City confronts aging infrastructure

Moab city engineer Rebecca Andrus has a lot of respect for the city’s early public works employees.

When Moab’s population bumped from 1300 to 10,000 people during the Uranium Boom of the 1950s and 1960s, the city’s public works department extended water mains and sewer lines, acquired water storage tanks and built a new sewage disposal plant.

Andrus said the forethought for the water and sewage system the mid-century workers installed was “impressive.”

But that was fifty to sixty years ago.

And the life expectancy of such systems is about 40 years, according to the American Waterworks Association.

Andrus is working closely with the city’s public works director Jeff Foster to analyze the city’s infrastructure in order to create a detailed asset management plan that would allow for the replacement of water and sewer lines over time.

“We’re looking at a total of 43 miles of waterlines,” Andrus said. “The total magnitude of it is significant. If we replaced every pipe in a 50 year time period – we would be replacing 4600 feet of pipe each year.”

That’s just short of one mile of pipe to replace each year.

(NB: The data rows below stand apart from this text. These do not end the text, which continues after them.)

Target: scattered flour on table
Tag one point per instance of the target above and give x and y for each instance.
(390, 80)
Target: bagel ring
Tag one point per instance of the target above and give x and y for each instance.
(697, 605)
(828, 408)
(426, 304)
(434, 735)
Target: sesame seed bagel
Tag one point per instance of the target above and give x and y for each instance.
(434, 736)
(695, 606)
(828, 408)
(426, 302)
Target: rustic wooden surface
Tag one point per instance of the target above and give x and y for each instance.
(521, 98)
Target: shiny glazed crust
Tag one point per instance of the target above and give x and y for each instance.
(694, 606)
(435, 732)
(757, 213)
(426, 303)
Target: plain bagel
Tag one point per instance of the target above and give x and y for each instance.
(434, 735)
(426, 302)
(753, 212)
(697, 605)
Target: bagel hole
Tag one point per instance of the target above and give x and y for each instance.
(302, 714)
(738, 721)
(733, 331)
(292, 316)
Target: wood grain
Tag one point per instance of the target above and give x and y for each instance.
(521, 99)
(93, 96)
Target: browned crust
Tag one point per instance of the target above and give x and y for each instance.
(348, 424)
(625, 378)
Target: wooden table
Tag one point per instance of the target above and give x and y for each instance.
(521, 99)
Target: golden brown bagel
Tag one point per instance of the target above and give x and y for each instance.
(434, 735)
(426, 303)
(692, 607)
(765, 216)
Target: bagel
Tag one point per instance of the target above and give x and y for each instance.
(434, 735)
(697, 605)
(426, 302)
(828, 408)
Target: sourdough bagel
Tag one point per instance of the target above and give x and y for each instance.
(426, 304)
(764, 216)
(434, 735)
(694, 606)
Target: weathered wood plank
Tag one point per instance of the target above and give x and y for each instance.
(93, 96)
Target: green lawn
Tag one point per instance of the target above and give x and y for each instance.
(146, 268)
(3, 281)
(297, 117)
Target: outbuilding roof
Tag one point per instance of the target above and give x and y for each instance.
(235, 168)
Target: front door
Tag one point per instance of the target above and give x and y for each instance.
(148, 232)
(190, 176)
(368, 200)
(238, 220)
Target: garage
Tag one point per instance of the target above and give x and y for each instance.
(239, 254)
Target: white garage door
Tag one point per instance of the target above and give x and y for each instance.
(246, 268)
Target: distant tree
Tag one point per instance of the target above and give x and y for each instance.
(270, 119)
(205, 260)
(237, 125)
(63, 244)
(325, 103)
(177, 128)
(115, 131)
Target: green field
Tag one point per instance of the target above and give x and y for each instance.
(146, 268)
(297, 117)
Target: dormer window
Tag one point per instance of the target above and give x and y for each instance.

That doesn’t include replacing 33 miles of aging sewer lines, or putting in storm drains. And in order to replace the water and sewer lines, roads will have to be dug up and replaced.

While the city staff and council acknowledged asset management as one of their top priorities this year at their annual visioning meeting Feb. 8, other than the need to finish the repair of lines that froze and broke this winter, there is no immediate threat to the infrastructure.

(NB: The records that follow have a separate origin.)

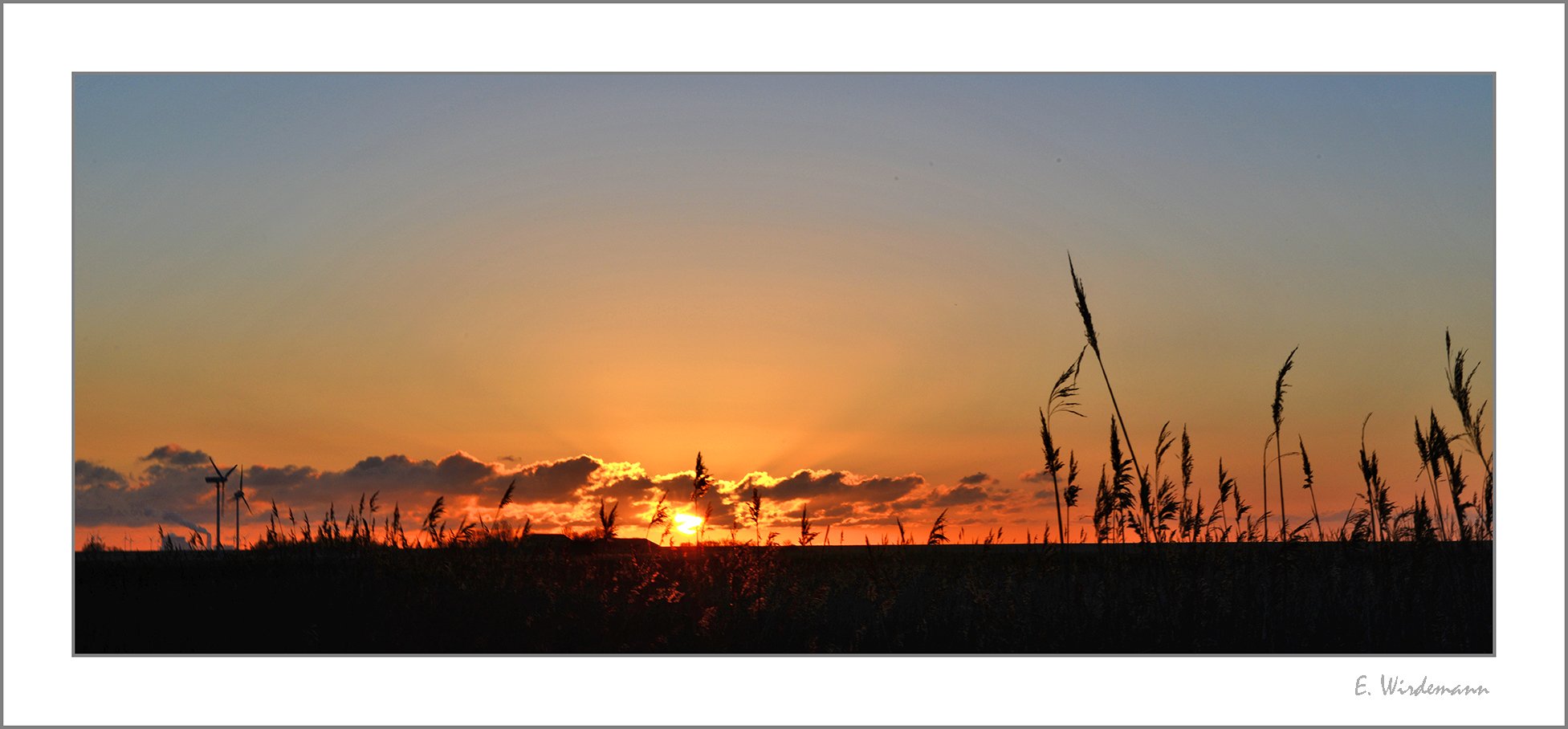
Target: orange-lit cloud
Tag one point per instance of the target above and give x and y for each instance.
(556, 495)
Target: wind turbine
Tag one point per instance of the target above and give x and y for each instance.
(218, 480)
(238, 496)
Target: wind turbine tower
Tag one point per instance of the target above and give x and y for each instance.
(218, 480)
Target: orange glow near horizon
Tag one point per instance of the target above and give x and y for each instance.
(687, 524)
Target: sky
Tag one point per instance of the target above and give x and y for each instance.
(46, 44)
(847, 291)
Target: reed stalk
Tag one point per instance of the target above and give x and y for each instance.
(1094, 344)
(1278, 413)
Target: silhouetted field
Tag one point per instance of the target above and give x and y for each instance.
(1253, 597)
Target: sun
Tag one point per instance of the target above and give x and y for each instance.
(687, 524)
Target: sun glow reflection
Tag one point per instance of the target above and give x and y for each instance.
(687, 524)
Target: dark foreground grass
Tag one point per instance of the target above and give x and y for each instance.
(1293, 597)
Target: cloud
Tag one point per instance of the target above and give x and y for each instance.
(554, 493)
(173, 455)
(977, 480)
(962, 496)
(90, 474)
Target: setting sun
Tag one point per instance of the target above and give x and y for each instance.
(687, 524)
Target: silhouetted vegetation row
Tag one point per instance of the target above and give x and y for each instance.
(1268, 597)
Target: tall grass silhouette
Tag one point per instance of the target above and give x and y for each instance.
(1278, 413)
(1094, 344)
(1061, 400)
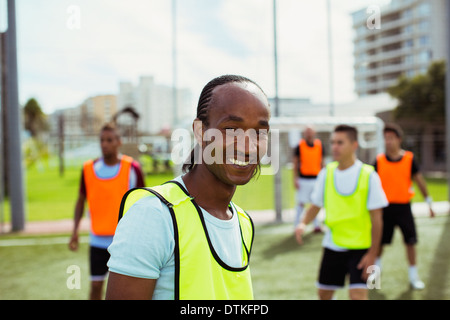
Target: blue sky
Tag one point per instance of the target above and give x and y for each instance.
(121, 40)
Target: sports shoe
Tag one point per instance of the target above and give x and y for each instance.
(417, 284)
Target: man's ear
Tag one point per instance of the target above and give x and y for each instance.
(197, 128)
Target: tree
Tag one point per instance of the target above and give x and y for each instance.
(35, 118)
(421, 97)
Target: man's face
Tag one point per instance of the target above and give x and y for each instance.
(392, 142)
(342, 147)
(109, 143)
(239, 117)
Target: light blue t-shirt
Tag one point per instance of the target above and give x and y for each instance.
(143, 245)
(104, 171)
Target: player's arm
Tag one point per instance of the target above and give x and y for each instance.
(309, 216)
(377, 228)
(122, 287)
(421, 183)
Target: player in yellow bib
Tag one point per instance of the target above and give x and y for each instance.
(353, 198)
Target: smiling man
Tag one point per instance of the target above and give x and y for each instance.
(186, 239)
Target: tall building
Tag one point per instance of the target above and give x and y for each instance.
(410, 35)
(153, 103)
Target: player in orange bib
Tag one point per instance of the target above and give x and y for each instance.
(308, 160)
(397, 170)
(104, 181)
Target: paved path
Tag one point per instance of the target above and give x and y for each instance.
(259, 217)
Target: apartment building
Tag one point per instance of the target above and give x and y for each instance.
(410, 35)
(153, 102)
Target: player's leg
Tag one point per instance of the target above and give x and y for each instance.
(332, 273)
(388, 231)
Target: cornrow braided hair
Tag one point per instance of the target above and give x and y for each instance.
(204, 103)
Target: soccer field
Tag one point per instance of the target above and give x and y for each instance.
(37, 267)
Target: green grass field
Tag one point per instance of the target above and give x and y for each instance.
(281, 270)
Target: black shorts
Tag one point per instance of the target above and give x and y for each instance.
(337, 265)
(399, 215)
(98, 263)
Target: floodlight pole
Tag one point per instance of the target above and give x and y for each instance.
(447, 98)
(277, 180)
(14, 152)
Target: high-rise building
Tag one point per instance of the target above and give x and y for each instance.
(410, 34)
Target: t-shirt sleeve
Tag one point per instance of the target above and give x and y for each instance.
(319, 187)
(377, 198)
(144, 240)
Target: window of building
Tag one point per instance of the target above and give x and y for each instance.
(424, 9)
(408, 29)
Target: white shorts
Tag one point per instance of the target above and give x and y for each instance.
(303, 195)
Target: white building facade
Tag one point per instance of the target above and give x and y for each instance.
(410, 35)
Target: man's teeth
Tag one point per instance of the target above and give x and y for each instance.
(239, 163)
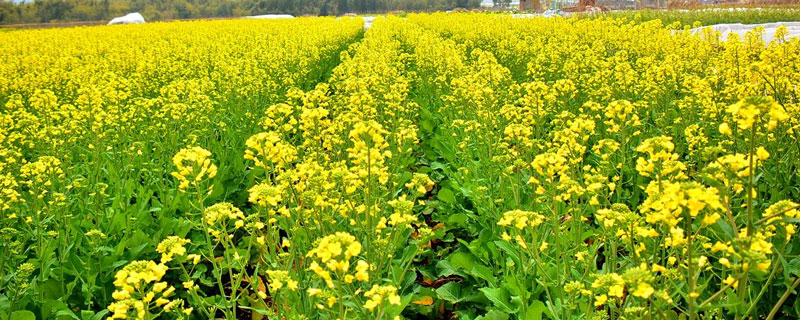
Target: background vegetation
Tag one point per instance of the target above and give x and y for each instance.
(153, 10)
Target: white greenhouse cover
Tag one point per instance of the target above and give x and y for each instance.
(128, 19)
(741, 29)
(271, 16)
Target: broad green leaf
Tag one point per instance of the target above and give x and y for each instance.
(447, 196)
(450, 292)
(500, 299)
(535, 311)
(22, 315)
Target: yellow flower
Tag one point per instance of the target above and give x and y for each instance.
(194, 165)
(643, 290)
(378, 294)
(600, 300)
(171, 246)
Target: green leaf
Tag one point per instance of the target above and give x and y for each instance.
(450, 292)
(22, 315)
(500, 299)
(493, 315)
(535, 311)
(462, 260)
(447, 196)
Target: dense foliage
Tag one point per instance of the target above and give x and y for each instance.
(449, 166)
(42, 11)
(710, 16)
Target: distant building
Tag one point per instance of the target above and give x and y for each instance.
(491, 4)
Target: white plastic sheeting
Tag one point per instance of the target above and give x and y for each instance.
(741, 29)
(131, 18)
(271, 16)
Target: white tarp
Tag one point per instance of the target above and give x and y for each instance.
(130, 18)
(741, 29)
(271, 16)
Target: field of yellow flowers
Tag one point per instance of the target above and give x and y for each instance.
(435, 166)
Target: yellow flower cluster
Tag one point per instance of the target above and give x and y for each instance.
(139, 289)
(332, 258)
(378, 294)
(170, 247)
(194, 165)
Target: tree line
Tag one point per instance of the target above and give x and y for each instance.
(43, 11)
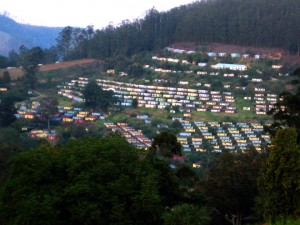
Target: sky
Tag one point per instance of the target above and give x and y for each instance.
(77, 13)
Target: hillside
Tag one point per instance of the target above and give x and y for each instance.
(13, 35)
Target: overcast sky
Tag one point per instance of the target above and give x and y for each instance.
(77, 13)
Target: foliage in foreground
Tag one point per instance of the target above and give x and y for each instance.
(87, 181)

“There is no sign of significant failures right now. We have a good maintenance department,” Andrus said. “The system is functioning. The issue is we don’t want to get to a place of catastrophic failure. It is cheaper to replace a pipe than it is to have an emergency.”

Foster knows that lesson well.

“We had two failures in the 400 East waterline this year,” Foster said.

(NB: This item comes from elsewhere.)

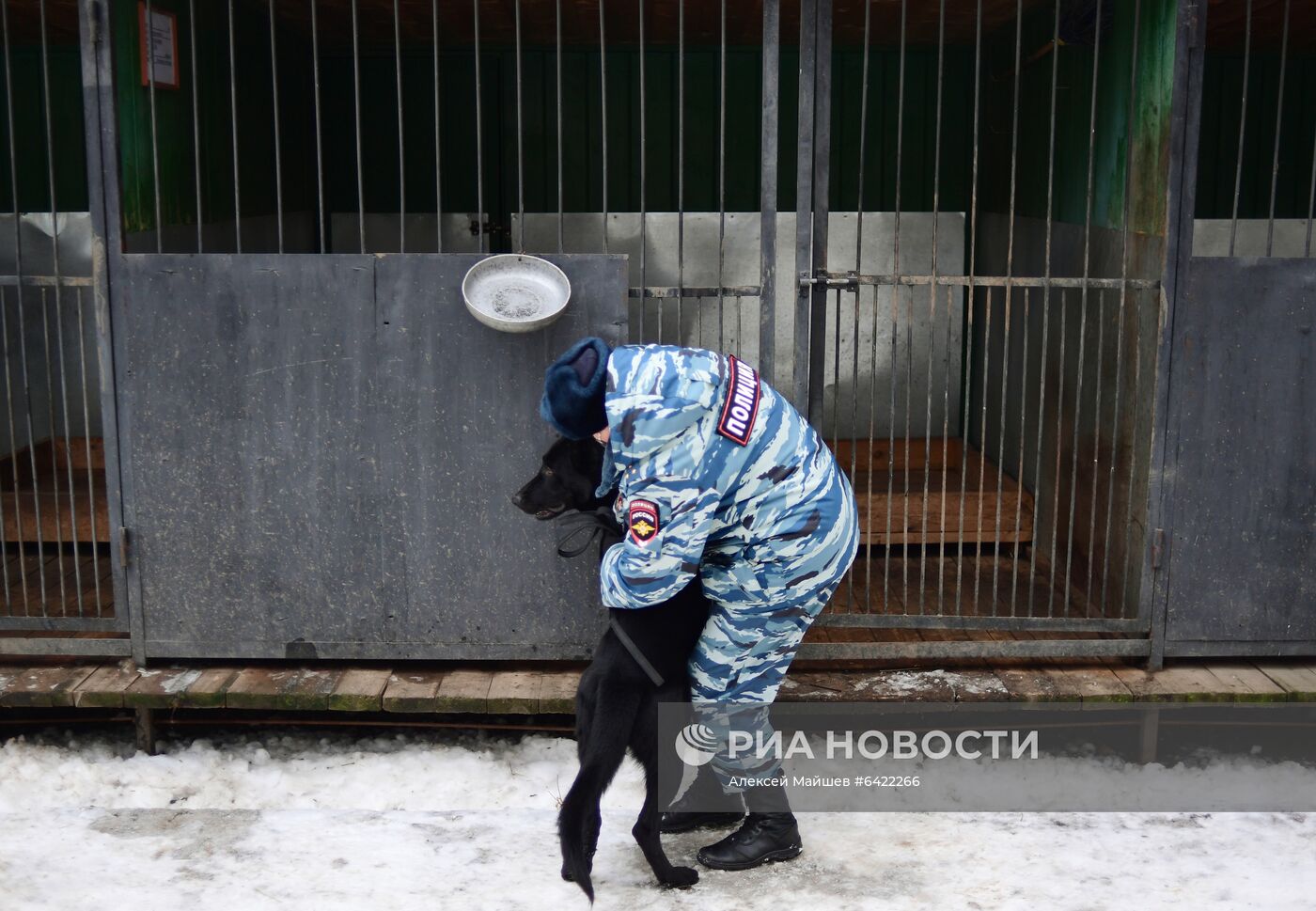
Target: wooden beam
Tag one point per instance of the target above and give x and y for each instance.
(414, 691)
(464, 691)
(359, 690)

The main water line broke in two different places during the January coldsnap when temperatures dipped below zero and didn’t rise above freezing.

One of those breaks was at the bridge that goes over Pack Creek. A contractor was called to do a quick emergency repair. His bill: $20,000.

City crews are now trying to replace 400 feet of pipe at the location. The estimate to do a permanent fix is $100,000.

The road on 400 East used to dip down into the creek bed before the bridge was built, as did the original water main. When the bridge was built, the water main wasn’t realigned as it should have been, Foster said.

“We have to drill through the abutments of the bridge in order to get it back intact. That will take a little effort. We dug down 15 feet and didn’t even get close to it,” Foster said.

“It would have been better for them to have taken care of it at the time. Sometimes the things that are easiest aren’t the best.”

Andrus is now doing what she calls “culinary forensics” by researching city documents and pages of The Times-Independent to learn how and when pipes were laid over sixty years in order to assess which lines should take precedence in a long-term maintenance plan.

“A lot of the records aren’t very good,” she said.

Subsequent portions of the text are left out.